Frente a esta idea de sentido común que acabo de describir sucintamente, quiero recoger y plantear aquí cuatro reflexiones críticas que explican mi más firme rechazo a esta ley:
1.ª La libertad es una realidad rica y profunda que incluye una variedad de dimensiones que van más allá de —o no son tan solo reducibles a— la autonomía de la voluntad, entendida como mera posibilidad de elección; lo contrario supondría confundir la vida lograda con el disfrute de mayores espacios de autonomía o autodeterminación, lo cual es falso: se puede tener una vida plena con escasos márgenes de autonomía, y viceversa: una vida vacía con amplios espacios de autonomía.
2.ª La vida suele perder el sentido cuando uno no ama y, sobre todo, cuando uno no se siente aceptado, acompañado y amado por los demás, en particular por los de su familia. En ocasiones, incluso en el mejor de los casos, suele darse entre la gente enferma —como sucede en los mayores— un intenso sentimiento de pesar por considerarse una carga para la vida familiar; con la eutanasia, a ese sentimiento de pesar se añadirá otro de culpabilidad porque, quien teniendo la posibilidad de terminar con su vida, no decide hacerlo, gravando así la vida de los más cercanos y de la sociedad en general, se considerará un egoísta insolidario.
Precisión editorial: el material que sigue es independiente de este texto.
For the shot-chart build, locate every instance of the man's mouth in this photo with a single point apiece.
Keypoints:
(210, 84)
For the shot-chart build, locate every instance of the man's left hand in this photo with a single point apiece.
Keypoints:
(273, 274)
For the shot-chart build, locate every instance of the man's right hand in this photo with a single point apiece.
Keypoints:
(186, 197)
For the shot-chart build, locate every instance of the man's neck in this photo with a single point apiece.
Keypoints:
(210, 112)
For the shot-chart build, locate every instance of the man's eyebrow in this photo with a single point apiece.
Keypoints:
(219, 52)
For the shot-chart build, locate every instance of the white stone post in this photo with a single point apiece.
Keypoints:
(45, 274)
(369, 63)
3.ª Aunque se suela utilizar el sufrimiento como justificación para presentar como razonable —e incluso humanitario— ayudar al enfermo que lo solicita a terminar con su vida, lo cierto es que, a día de hoy, los avances de la medicina paliativa, suficientes para eliminar el dolor del enfermo casi por completo, hacen innecesario recurrir a la eutanasia; quizá ahí se constata el falaz argumento de que el Estado «ni impone ni obliga»: con esa ley, en realidad, el Estado se permite calificar algunas vidas como no dignas de ser vividas, proporcionando ayuda para terminar con ellas a quien convencido de ello lo solicita; además, no solo es que el enfermo decide (tal como se presenta), sino que se pone sobre sus hombros la carga de esa decisión —con el sentimiento de culpabilidad añadido al que he aludido—, ayudando a eliminar a quien sufre, pero sin promover la medicina paliativa que podría quitarle el dolor.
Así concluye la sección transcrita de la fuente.